Lili tiene poco más de 20 años, y de pequeña solo conseguíamos que dejara de ducharse en el patio de la abuela, bajo la amenaza de la inminente irrupción del Lobo Feroz, que no creía ni en leñadores ni en caperuzas, y mucho menos en resfriados inducidos.
Luego de dar algunas vueltas, de superar la etapa de su difícil adolescencia de oídos y ojos vendados, por fin la muchacha se contentó con los nuevos aires de la enseñanza universitaria, en su municipio habanero de Plaza de la Revolución. Ahora, trabaja, estudia y es, en su familia, otra de las esperanzas en la ciencia de la Comunicación Social.
La historia puede que se repita en muchos lugares. A cada rato salen reportes en nuestros medios de prensa sobre esos jóvenes que han visto en la municipalización de la enseñanza universitaria otra oportunidad, incluso cuando pensaban que todo estaba perdido y el sueño de un título universitario, si lo tuvieron alguna vez, no sería más que eso: un sueño.
Ya comienzan a graduarse los primeros frutos de esta idea extraordinaria, ejemplo vívido de una Revolución que centra en el ser humano y en la capacidad de este de ser mejor, la más juiciosa de sus expectativas. Porque eso ha sido el proyecto también, una apertura a los que no entendieron desde el principio que las fiestas a deshora, o las distracciones prolongadas podían esperar. Y esto para contar lo menos terrible.
Estamos así ante una nueva revolución educacional, cuyo objetivo principal sería el de garantizar la continuidad de estudios de quienes acudieron al llamado de los cursos de formación emergente, nacidos al calor de la Batalla de Ideas y que dieron respuesta ejemplar al déficit de trabajadores sociales, maestros y enfermeros.
De manera que la Universidad de hoy no es más una imagen mayestática, privativa de acuciosos estudiantes (en los que me incluyo), ni siquiera de los más talentosos.
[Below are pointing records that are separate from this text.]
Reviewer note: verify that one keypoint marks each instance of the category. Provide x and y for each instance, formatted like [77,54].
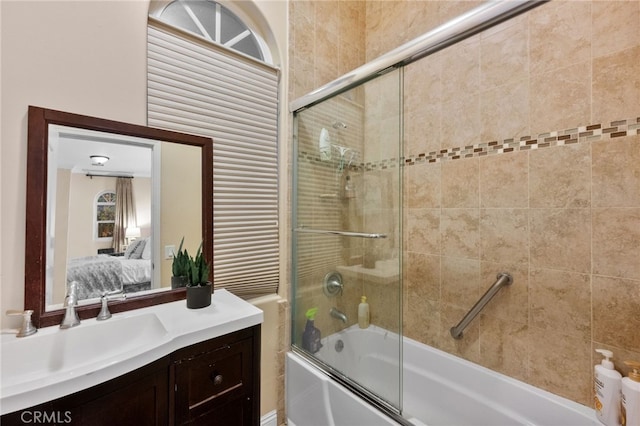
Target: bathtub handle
[503,279]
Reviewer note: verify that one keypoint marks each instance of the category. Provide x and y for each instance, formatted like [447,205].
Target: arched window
[201,84]
[105,215]
[213,22]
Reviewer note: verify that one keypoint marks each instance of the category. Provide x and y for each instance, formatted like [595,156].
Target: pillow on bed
[146,253]
[134,251]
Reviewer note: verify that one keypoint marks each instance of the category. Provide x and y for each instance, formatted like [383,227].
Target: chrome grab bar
[503,279]
[340,233]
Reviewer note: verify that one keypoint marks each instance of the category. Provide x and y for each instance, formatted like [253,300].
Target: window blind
[201,88]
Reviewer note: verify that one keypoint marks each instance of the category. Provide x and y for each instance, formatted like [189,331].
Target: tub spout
[338,315]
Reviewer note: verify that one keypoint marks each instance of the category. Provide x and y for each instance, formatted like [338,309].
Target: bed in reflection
[130,272]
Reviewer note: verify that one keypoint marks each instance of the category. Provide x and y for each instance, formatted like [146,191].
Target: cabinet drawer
[212,379]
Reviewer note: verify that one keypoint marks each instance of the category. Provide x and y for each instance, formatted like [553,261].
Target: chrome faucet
[338,315]
[104,299]
[70,318]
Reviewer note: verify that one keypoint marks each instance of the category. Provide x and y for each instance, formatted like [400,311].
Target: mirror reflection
[116,211]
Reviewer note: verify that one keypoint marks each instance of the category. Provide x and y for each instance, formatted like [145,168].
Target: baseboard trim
[269,419]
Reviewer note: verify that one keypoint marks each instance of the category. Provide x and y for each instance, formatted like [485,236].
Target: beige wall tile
[615,26]
[460,183]
[423,185]
[422,320]
[616,172]
[460,121]
[565,89]
[504,111]
[422,106]
[511,303]
[616,86]
[561,364]
[504,180]
[461,65]
[561,239]
[460,233]
[460,279]
[504,53]
[565,25]
[504,235]
[560,301]
[616,242]
[422,280]
[560,177]
[502,344]
[468,347]
[423,229]
[616,303]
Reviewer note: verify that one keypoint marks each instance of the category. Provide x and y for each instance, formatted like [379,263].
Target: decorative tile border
[593,132]
[590,133]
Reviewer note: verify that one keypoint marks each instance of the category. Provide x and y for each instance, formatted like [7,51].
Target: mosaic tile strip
[590,133]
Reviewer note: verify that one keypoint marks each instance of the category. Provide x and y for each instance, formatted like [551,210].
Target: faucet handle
[27,326]
[104,299]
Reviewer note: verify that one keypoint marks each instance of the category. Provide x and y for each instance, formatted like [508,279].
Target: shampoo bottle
[363,313]
[311,338]
[630,393]
[607,390]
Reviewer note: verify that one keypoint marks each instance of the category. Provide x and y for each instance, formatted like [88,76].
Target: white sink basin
[53,363]
[54,351]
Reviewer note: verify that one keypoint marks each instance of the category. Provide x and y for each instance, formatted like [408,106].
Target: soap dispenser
[607,390]
[311,338]
[363,313]
[630,393]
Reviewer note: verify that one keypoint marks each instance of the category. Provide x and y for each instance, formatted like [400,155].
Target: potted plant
[180,268]
[199,288]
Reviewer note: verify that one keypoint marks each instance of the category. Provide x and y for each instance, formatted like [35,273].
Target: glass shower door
[347,237]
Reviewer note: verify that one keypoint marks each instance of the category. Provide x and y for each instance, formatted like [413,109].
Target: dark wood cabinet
[215,382]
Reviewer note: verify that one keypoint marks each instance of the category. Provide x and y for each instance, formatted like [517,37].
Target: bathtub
[437,388]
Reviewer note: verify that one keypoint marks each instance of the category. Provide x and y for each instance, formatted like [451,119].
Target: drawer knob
[217,379]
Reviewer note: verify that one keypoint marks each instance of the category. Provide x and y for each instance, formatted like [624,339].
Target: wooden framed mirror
[175,168]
Tanto a los primeros como a los segundos, la más sincera de las felicitaciones y el deseo de que sigan por el mismo rumbo porque las ciencias matemáticas, biológicas, humanistas, o de cualquier otra clase, no pueden prescindir de ellos para su desarrollo.
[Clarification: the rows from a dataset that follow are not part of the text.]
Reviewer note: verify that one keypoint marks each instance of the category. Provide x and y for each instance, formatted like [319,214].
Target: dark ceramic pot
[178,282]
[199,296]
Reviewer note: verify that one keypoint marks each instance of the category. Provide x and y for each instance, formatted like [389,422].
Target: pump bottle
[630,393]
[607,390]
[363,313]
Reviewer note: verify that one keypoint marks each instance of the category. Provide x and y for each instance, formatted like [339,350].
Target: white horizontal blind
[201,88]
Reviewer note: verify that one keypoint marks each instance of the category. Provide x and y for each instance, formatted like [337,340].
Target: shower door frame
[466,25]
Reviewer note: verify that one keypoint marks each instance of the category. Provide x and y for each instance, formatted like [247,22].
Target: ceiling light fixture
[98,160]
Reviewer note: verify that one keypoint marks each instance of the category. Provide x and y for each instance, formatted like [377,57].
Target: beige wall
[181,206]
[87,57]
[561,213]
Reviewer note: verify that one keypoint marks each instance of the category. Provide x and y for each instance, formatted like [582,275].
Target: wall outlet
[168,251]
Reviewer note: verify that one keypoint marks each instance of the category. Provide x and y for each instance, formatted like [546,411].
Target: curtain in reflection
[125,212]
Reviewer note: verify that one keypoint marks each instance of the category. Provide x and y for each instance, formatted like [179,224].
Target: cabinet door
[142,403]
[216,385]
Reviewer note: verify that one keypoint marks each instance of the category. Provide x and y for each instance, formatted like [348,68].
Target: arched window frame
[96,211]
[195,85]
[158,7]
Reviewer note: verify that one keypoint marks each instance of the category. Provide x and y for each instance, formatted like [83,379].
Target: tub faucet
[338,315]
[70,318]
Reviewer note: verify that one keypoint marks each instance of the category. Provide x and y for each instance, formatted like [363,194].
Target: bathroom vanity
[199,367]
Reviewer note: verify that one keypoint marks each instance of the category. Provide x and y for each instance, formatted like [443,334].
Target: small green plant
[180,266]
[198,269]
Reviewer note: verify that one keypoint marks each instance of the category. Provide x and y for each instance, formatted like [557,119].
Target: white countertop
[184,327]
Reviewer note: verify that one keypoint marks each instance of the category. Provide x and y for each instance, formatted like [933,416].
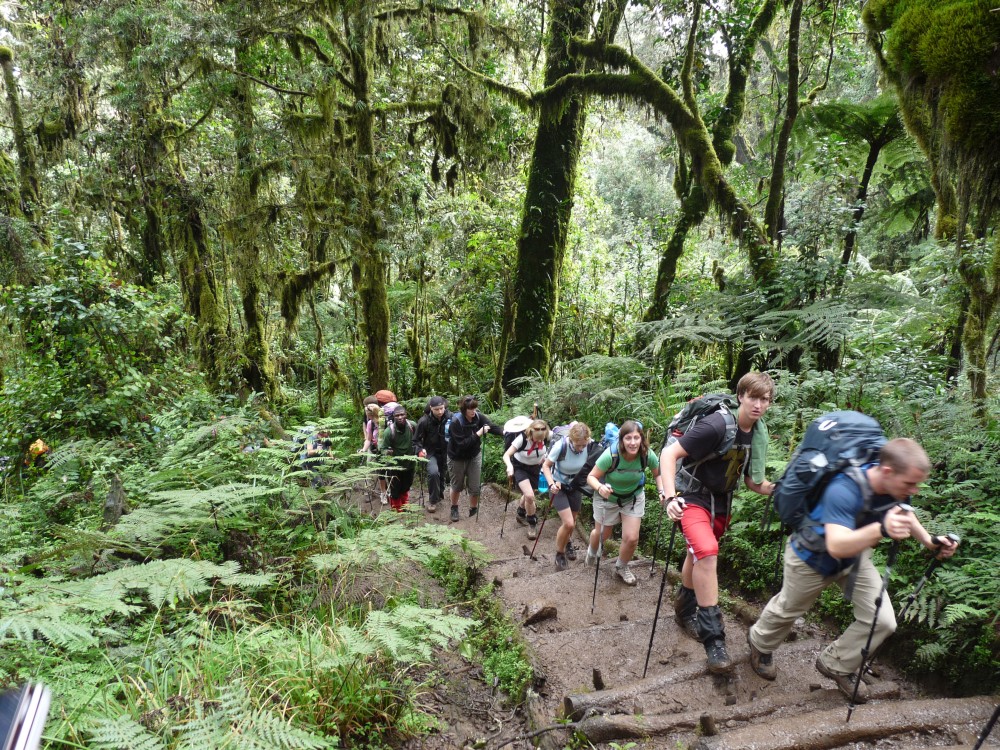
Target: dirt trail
[801,709]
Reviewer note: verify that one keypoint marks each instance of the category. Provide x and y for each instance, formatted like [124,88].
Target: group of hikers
[710,447]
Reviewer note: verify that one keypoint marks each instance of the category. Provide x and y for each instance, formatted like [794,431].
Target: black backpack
[694,411]
[841,441]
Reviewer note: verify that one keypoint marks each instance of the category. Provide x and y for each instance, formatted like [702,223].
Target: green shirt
[628,476]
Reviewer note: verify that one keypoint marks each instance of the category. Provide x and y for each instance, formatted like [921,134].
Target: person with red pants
[699,482]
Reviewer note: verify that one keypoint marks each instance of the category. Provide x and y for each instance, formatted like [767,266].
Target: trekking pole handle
[951,536]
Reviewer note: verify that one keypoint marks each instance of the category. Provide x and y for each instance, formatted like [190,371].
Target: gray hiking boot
[626,574]
[561,563]
[761,663]
[845,682]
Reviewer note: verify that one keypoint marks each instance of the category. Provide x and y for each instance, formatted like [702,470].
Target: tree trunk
[31,200]
[776,191]
[258,369]
[548,199]
[371,260]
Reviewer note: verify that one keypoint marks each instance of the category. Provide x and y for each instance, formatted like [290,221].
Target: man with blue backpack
[845,507]
[711,445]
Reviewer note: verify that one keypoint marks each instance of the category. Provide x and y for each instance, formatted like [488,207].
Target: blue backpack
[838,442]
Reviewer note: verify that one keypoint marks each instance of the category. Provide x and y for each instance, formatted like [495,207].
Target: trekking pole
[920,585]
[659,601]
[890,561]
[597,567]
[506,502]
[656,545]
[987,729]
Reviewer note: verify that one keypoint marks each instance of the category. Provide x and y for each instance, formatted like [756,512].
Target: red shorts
[702,532]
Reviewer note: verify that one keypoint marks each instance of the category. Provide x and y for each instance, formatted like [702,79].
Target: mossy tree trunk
[257,368]
[548,199]
[31,196]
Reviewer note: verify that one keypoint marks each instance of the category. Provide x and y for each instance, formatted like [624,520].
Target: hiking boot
[761,663]
[719,661]
[626,574]
[845,682]
[686,612]
[561,563]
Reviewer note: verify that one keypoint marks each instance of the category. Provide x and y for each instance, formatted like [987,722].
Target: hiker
[432,444]
[370,446]
[523,460]
[847,530]
[619,483]
[700,497]
[397,444]
[566,457]
[465,452]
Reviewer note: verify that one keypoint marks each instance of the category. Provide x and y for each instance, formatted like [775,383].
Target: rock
[538,611]
[598,679]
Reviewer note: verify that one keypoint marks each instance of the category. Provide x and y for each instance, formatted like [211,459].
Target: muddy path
[678,704]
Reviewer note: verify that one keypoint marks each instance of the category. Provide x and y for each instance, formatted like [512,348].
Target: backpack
[841,441]
[391,427]
[695,410]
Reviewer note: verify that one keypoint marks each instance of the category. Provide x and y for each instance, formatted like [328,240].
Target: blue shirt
[842,503]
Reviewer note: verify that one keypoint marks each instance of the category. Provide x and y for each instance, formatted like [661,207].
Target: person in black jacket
[431,443]
[465,452]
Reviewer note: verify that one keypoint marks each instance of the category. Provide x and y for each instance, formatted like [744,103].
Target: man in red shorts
[699,479]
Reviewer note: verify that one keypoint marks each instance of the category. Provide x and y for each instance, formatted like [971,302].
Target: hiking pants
[799,591]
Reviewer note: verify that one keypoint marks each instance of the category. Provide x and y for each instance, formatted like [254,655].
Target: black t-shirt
[719,475]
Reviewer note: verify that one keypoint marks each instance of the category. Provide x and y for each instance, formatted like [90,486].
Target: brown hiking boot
[845,682]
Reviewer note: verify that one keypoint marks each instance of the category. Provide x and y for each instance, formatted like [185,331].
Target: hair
[538,425]
[756,385]
[903,454]
[578,432]
[628,427]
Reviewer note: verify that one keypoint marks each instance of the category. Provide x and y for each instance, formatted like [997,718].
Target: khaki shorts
[609,512]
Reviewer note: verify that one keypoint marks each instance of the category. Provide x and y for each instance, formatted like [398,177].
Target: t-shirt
[567,467]
[718,475]
[841,503]
[527,452]
[628,476]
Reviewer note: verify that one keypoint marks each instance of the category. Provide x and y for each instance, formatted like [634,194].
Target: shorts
[466,473]
[523,471]
[571,499]
[702,532]
[609,512]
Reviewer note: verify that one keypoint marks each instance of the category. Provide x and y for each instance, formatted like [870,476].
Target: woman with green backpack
[619,482]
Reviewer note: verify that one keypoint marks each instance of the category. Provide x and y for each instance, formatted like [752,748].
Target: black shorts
[522,472]
[567,498]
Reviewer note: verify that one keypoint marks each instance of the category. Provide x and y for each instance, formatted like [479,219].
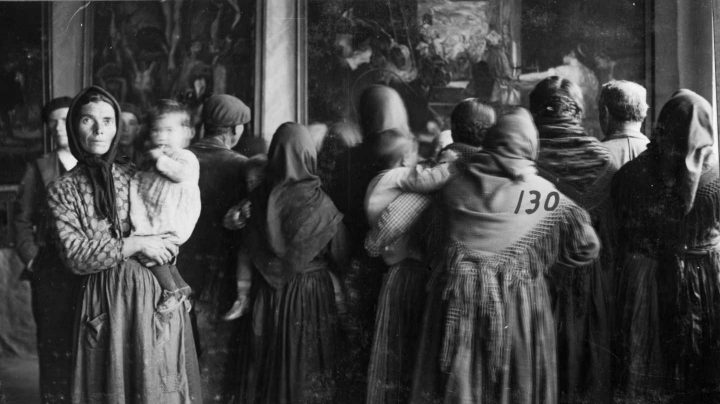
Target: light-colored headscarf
[682,142]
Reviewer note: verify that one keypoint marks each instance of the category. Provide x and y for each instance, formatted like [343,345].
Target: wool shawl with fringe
[578,164]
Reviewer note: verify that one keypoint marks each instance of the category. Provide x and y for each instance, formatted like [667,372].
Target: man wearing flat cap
[207,260]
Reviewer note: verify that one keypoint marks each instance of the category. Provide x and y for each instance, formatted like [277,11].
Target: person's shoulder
[184,154]
[637,169]
[67,181]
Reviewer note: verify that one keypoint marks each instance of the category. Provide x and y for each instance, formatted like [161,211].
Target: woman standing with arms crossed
[124,351]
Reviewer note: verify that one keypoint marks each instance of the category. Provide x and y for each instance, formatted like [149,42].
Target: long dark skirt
[55,295]
[125,352]
[640,360]
[255,330]
[397,331]
[583,334]
[302,359]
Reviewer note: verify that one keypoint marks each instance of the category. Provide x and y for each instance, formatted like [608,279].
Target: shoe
[238,309]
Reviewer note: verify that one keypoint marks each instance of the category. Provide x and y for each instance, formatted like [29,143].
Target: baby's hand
[237,217]
[156,153]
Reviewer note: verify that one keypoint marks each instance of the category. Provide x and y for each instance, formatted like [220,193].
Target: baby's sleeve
[181,166]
Pero sigamos dando un chance a los otros, que no serán menos, pues ya van edificando el espacio de sus satisfacciones. También ellos serán imprescindibles. Y los rostros de sus padres no pueden reflejar más felicidad. De ahí que la idea de llevar la universidad a los municipios tampoco hubiera sido posible sin la vinculación de la familia con sus jóvenes. No por casualidad se ha insistido en el papel de pilar de dicha relación en toda circunstancia.
Por eso la madre de Lili, la chica del principio, acompaña siempre que puede a su hija, cuando esta va a discutir un trabajo de investigación. Su niña, que por fin ha madurado, no obstante sigue mereciendo sus consejos de respirar profundo antes de comenzar la exposición de su materia y la necesidad de confiar en fuerzas propias. No es sobreprotección, es implicarse en la obra que su retoño construye.
Estos muchachos no necesitan cinco puntos en su empeño, pues ya la máxima calificación se la dieron ellos mismos cuando universalizaron también su fe. Toca a quienes tienen la oportunidad de participar en su formación, transmitirles el rigor que entraña realizar estudios superiores, sí, pero inspirados en esa singular y reconfortante vocación de educar. Es la mejor manera de entender el mensaje que durante siglos envía la madre nutricia, Alma Máter, símbolo eterno de los decididos a crecer y a crear, a la altura de su regazo.